ACL injuries are becoming far more prevalent particularly in younger people in sports including Basketball, Netball, tennis, Football or Soccer.

With an average recovery time of 6 – 9 months and the very real possibility wearing a brace like the one on the left, ACL injuries are one to be avoided.

However, ACL injury prevention programs have demonstrated a risk reduction of 52% in the female athletes and 85% in the male athletes.

Causes of ACL injuries

Weak muscular issues, athletes going too hard too young with too much or inappropriate training and competing at an early age all lead to a propensity to ACL injuries.

What is in an ACL injury Prevention program?

An ACL injury Prevention Program is a plan of exercises and activities that help to minimise the chances of an ACL injury. These mainly focus on the Glutes, hamstrings, and Quadriceps but will include some more of the smaller stabilising muscles (e.g. Tensor Fasciae, Iliotibial band etc)

Plyometrics

Plyometrics are explosive body weight exercises, generally including jumping and hopping. They are used to build speed and Power. 

Neuromuscular Training

Neuromuscular Training involves exercises that essentially teaches your nervous system how to make the muscles work. This is usually done by practising correct movements with single-leg stability activities, dynamic joint stability exercises, jump training, plyometric exercises, agility drills, and sport-specific exercises. The important element here is the correct and relevant movement.

Strength Training

Strength training as part of a program can be beneficial. By strengthening the quadriceps and hamstrings muscles especially, ACL injuries can be minimised. Examples of exercises include squats, lunges, single leg raises. Important points are, it is only part of a program and must be used in conjunction with other strategies, also this does not necessarily mean big heavy weight training, body weight or resistance bands can be used just as effectively.   

Avoid working out while overly fatigued.

Fatigue has been related to increased risk of injury in the athletic population. Fatigue causes increased side to side movement (Sagittal plane) and front to back movements (Frontal plane) and greater ground contact force which can lead to ACL injuries.

Checking for propensity to ACL injuries

Observe the athlete in a fatigued state looking for altered movements.

Lateral Displacement of the Pelvis During Squatting Motion.

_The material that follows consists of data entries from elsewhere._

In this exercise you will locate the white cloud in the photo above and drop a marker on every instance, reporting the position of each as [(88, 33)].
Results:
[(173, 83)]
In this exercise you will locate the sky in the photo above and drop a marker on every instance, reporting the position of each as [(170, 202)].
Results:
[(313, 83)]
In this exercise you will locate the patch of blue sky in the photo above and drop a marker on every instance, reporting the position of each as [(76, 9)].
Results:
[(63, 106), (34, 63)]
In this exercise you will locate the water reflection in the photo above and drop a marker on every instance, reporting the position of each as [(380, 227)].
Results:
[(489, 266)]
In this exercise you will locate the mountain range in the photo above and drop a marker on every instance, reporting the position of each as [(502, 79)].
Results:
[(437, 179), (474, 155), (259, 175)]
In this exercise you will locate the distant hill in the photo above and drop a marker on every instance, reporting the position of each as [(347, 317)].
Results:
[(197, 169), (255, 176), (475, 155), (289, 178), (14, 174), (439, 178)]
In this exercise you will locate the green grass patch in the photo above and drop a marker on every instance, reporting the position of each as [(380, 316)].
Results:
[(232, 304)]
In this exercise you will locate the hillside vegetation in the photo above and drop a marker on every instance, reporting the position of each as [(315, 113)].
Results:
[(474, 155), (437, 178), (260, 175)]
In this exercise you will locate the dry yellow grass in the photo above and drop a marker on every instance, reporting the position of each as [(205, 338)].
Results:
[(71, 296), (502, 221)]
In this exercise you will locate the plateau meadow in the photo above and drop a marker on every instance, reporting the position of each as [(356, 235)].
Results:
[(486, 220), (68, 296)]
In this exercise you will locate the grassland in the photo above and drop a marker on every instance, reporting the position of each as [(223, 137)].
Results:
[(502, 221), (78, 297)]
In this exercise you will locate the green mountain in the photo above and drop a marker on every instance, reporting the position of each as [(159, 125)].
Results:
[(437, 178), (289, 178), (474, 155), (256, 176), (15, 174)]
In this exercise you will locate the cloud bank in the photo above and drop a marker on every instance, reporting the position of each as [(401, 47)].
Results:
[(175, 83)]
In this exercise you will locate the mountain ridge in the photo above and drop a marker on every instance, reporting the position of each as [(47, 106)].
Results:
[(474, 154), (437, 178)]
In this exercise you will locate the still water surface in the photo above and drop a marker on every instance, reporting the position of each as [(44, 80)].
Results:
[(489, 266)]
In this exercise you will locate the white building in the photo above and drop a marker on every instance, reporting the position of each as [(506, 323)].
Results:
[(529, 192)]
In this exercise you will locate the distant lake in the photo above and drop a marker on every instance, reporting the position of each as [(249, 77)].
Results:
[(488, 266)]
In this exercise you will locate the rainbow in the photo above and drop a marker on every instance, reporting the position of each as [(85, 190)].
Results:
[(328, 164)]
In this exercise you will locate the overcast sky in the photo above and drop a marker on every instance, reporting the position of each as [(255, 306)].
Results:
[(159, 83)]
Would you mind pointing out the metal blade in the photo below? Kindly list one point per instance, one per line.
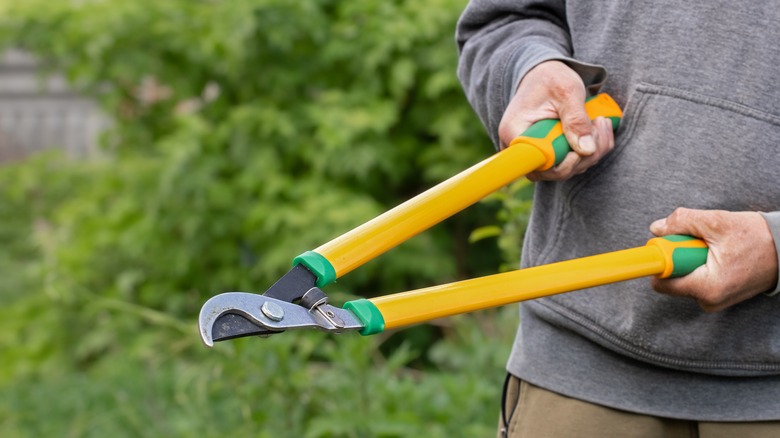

I.e., hip drop

Some starter strength exercises.

Note: this is in no way a complete exercise or strength program. These exercises strengthen the Glutes, hamstrings, and Quadriceps. By strengthening these muscles, it will help limit (but not eliminate) the chance of ACL injuries. 

All strength exercises should be done slowly and with correct form to avoid injury and have the desired effect.

Lunge

Take a medium size step, lower the rear knee to almost touch the ground. The rear quadricep (Thigh) should be parallel to the front calf and form a square. Movement should be slow and controlled.    

Squat

Feet shoulder width apart and pointing straight. Lower so thighs are parallel to ground, hold, slowly come back to standing.

Single leg raise

Lying flat on back, bend one leg. Slowly raise other leg to the height of the other knee. Slowly lower to ground.

Note: This is not a full exercise or strength program, nothing will completely eliminate the risk of an ACL injury. Always consult a qualified GP, physiotherapist or similar for advice.